Sour taste for wine investors as UK firm goes into liquidation

The British wine world has been hit by the collapse of a company that sold new vintages to customers who were eager to stockpile wine as part of a long-term investment.

Cellaret, based off Gray's Inn Road near the wealth of the City of London, was placed in liquidation this week after a meeting of creditors. It is not known how many, if any, investors have been left without wine they ordered through the company.

There was no answer from Cellaret's phone yesterday nor from the email address listed on its website which advertised fine wine from around the world.

The collapse is the latest warning signal to investors in fine wines. Cellaret is the third British wine business to go under in little more than a year, following the demise of Mayfair Cellars and the international wine exchange uvine.com.

Cellaret sold cases of 12 bottles from the leading French producing areas of Bordeaux, Burgundy, the Rhone and Champagne, as well as wine from Italy, Spain and the New World.

Vintage champagne, such as a case of 1979 Krug, attracted a price tag of up to £2,500 and the rarest Bordeaux £4,150.

A statement on Cellaret's website told potential customers it had secured £650,000 worth of equity funding followed by a further £4m over the next two years.

But the directors of the company decided to call in the liquidators on Tuesday after problems with the business, which also supplied wine to restaurants.

A spokeswoman for insolvency experts the MacDonald Partnership confirmed the company had been placed in liquidation. It is expected that its stock of wine will be sold off in an attempt to repay its creditors.

Cellaret specialised in selling wine from France to investors hoping to bag a vintage at reasonable prices before the wine matures. It offered scores of cases from such grand vineyards as Chateaux Latour and Lafite, with prices ranging from little more than £100 to thousands of pounds a case, as well as fortified wines.

At the beginning of 2006, Cellaret bought two other companies, the Wine Portfolio and Wine Direct.
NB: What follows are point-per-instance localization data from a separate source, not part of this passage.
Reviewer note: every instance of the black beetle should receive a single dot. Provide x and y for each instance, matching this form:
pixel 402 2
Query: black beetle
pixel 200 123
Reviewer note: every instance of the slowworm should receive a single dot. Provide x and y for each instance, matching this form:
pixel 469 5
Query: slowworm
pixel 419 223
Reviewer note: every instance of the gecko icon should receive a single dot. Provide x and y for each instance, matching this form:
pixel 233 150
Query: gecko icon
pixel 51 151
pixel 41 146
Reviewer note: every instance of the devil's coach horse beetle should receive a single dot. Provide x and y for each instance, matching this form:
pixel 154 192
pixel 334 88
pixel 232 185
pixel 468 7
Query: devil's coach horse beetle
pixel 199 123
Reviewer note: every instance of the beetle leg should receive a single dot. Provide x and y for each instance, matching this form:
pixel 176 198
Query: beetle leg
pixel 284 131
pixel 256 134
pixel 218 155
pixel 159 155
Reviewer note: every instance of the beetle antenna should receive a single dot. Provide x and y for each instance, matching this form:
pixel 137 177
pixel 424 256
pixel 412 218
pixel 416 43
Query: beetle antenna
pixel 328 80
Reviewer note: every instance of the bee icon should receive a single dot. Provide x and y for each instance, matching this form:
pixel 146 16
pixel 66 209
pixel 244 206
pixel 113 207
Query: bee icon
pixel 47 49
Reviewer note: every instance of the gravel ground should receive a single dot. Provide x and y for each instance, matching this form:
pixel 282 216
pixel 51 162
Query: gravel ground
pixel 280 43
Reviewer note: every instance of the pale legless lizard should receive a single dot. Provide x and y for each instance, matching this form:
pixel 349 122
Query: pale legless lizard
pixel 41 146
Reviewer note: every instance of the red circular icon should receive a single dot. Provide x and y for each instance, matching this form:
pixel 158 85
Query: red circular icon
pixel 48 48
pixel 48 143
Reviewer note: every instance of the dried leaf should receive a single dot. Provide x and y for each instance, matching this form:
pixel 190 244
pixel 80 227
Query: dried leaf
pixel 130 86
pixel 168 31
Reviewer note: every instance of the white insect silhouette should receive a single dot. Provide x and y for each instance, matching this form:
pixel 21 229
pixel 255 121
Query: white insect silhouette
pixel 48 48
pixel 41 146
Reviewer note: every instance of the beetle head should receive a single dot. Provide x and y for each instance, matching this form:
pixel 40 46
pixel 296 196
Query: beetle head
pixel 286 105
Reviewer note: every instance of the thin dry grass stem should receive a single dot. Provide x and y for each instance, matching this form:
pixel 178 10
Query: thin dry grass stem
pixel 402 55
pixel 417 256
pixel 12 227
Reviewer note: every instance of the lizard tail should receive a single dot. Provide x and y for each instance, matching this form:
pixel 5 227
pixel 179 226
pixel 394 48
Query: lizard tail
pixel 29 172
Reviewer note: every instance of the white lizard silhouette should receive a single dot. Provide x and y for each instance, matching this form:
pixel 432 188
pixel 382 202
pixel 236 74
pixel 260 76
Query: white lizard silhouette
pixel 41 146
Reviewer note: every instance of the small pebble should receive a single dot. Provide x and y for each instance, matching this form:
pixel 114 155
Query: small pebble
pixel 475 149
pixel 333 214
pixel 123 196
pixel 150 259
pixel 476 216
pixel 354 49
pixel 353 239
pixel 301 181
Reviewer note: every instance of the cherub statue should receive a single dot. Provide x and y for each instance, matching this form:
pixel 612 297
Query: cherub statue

One creditor, who was owed a significant sum, said that recent fundraising had not been enough to save the business.

The creditor said: "Those people that have invested in new wine in bond, their wine is there. They should have a certificate and they own the wine.

"If anyone was caught up in the unhappy week [last week] before this happened, I don't know what will happen to them."

Cellaret's collapse underlines the importance of treading warily whenever you are investing in fine wines, which ostensibly offer high returns, especially for en primeur cases which can appreciate rapidly.

In April last year, Mayfair Cellars called in the receivers after £1m worth of prestigious clarets and Burgundies went missing from its vaults.

Uvine, which acted as a middleman for wine buyers and sellers, also collapsed with losses of £10m last September.